In some embodiments, the speech extraction process (or any sub-process thereof) can be incorporated into the audio device 100 via the processor 110 and/or memory 108 without any additional hardware requirements. For example, in some embodiments, the speech extraction process (or any sub-process thereof) is pre-programmed within the audio device 100 (i.e., the processor 110 and/or memory 108) prior to the audio device 100 being distributed in commerce. In other embodiments, a software version of the speech extraction process (or any sub-process thereof) stored in the memory 108 can be downloaded to the audio device 100 through occasional, routine or periodic software updates after the audio device 100 has been purchased. In yet other embodiments, a software version of the speech extraction process (or any sub-process thereof) can be available for purchase from a provider (e.g., a cell phone provider) and, upon purchase of the software, can be downloaded to the audio device 100.
In some embodiments, the processor 110 includes one or more modules (e.g., a module of computer code to be executed in hardware, or a set of processor-readable instructions stored in memory and to be executed in hardware) that execute the speech extraction process.
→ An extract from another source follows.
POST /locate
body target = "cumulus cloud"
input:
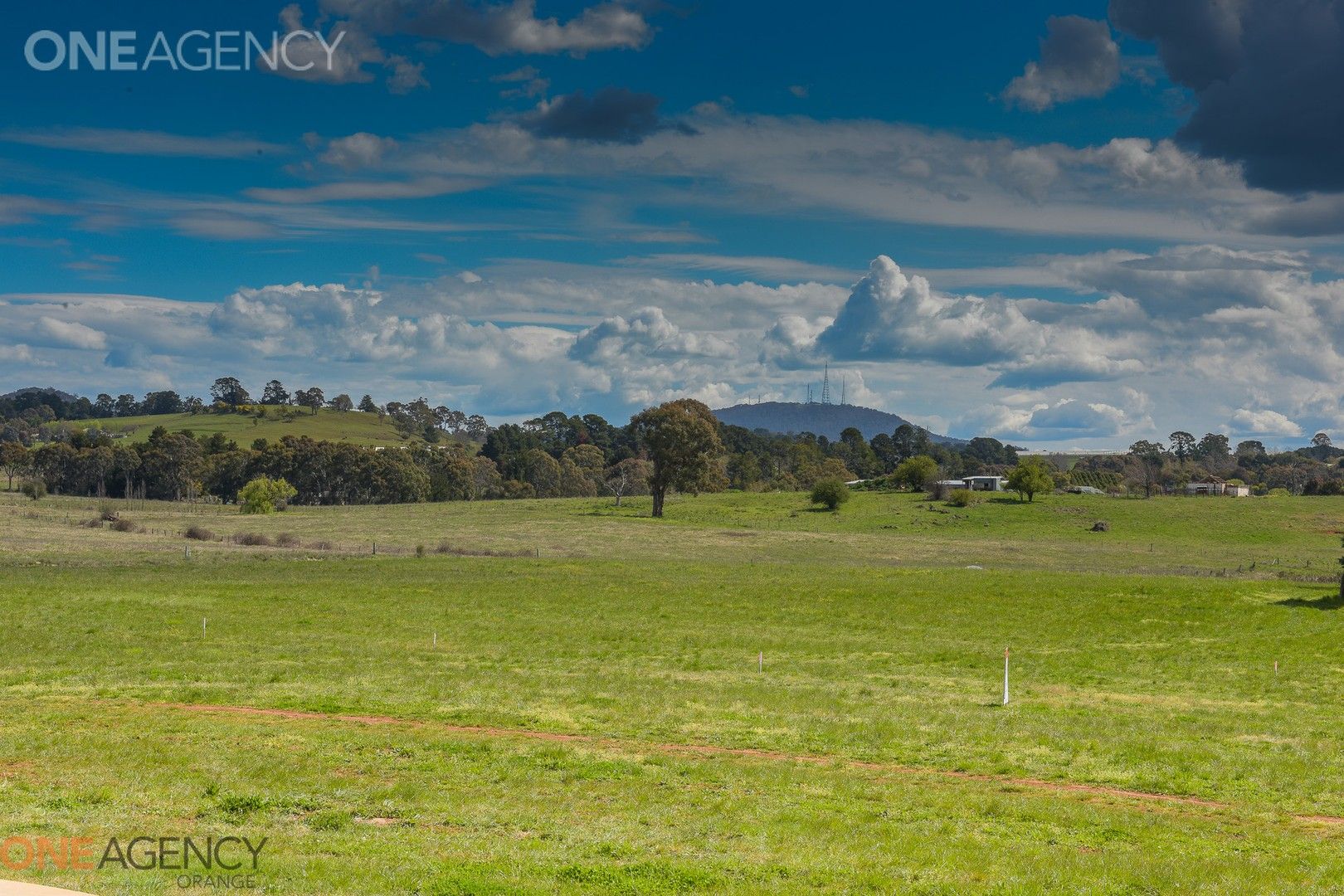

For example, FIG. 2 is a schematic illustration of a processor 210 (e.g., a DSP or other processor) having an analysis module 220, a synthesis module 230 and, optionally, a cluster module 240, to execute a speech extraction process, according to an embodiment. The processor 210 can be integrated into or included in any suitable audio device, such as, for example, the audio devices described above with reference to FIG. 1. In some embodiments, the processor 210 is an off-the-shelf product that can be programmed to include the analysis module 220, the synthesis module 230 and/or the cluster module 240 and then added to the audio device after manufacturing (e.g., software stored in memory and executed in hardware). In other embodiments, the processor 210 is incorporated into the audio device at the time of manufacturing (e.g., software stored in memory and executed in hardware, or implemented in hardware). In such embodiments, the analysis module 220, the synthesis module 230 and/or the cluster module 240 can either be programmed into the audio device at the time of manufacturing or downloaded into the audio device after manufacturing.
In use, the processor 210 receives an input signal (shown in FIG. 3) from the audio device within which the processor 210 is integrated (see, for example, audio device 100 in FIG. 1). For purposes of simplicity, the input signal is described herein as having no more than two components at any given time, and at some instances of time may have zero components (e.g., silence). For example, in some embodiments, the input signal can have two periodic components (e.g., two voiced components from two different speakers) during a first time period, one component during a second time period, and zero components during a third time period. Although this example is discussed with no more than two components, it should be understood that the input signal can have any number of components at any given time.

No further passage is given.